A few years ago I began instigating a method that allowed me to be the most productive I’ve ever been. I think of it as breakdown writing. Writing is hard, and sometimes I really struggle. Not because I have writer’s block or too busy. But because I have a hard time just sitting and writing. At times, I get too caught up in thinking about the story and what happens that I don’t feel like I can get it written. However, the method I utilized helped with focus, efficiency, and the periodic case of writer’s block.

This concept has two parts to it. First by utilizing any five minute increment available. Next by just writing what has to happen next. What goes along with exercising these parts is the realization that the first draft will not be perfect, and you can always come back to fill in what isn’t quite right.

Especially at the beginning of November, you may want to practice greater efficiency. With NaNoWriMo, I can’t thing of any better reason to use breakdown writing this month.

Use Five Minutes

No one can write a novel in one sitting. The process is broken down into a number of writing times. Since the majority of us don’t have all the time in the world, and are actually quite busy in life, we have to breakdown writing moments into smaller or less frequent times.

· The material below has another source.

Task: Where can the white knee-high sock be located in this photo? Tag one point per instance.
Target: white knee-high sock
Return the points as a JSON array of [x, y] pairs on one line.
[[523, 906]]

I argue that smaller is more efficient than less frequent.

Writing is an immersive activity, especially when writing something as long and complicated as a story. Longer increments of time between writing opportunities requires additional time to refresh and re-immerse in the story at each writing session. If writing daily, the story probably has not had time to leave your mind.

When I faithfully practiced breakdown writing, I spent the 5 minutes of time I had between getting ready for work and when I had to leave to write at least a sentence or two. While it may take a long time to write a story one sentence at a time, I was able to keep the story fresh in my mind. This actually helps in the development of the story since most development is in thinking rather than writing.

What Needs to Happen Next?

The second part this writing method of increased productivity involves asking one question. What needs to happen next? This question prompts the very next words to be written. The answer may involve a reaction of a character, or an event in the plot. But this has allowed me to focus on what needs to be written at that moment.

My mind is allowed to daydream about the rest of the story while I’m walking to work or otherwise available to think freely. But while I am at my computer or notebook, it is time to write the next moments of the story.

I generally reread the last paragraph or two that I wrote and then ask what needs to happen next. With the answer, I start writing. Periodically I don’t know all of the details, however, I write what I do know and then continue on. The purpose of this is to make progress and as you go further along, you are able to work out the details in the second and third drafts.

What helps you improve your efficiency in writing and creating?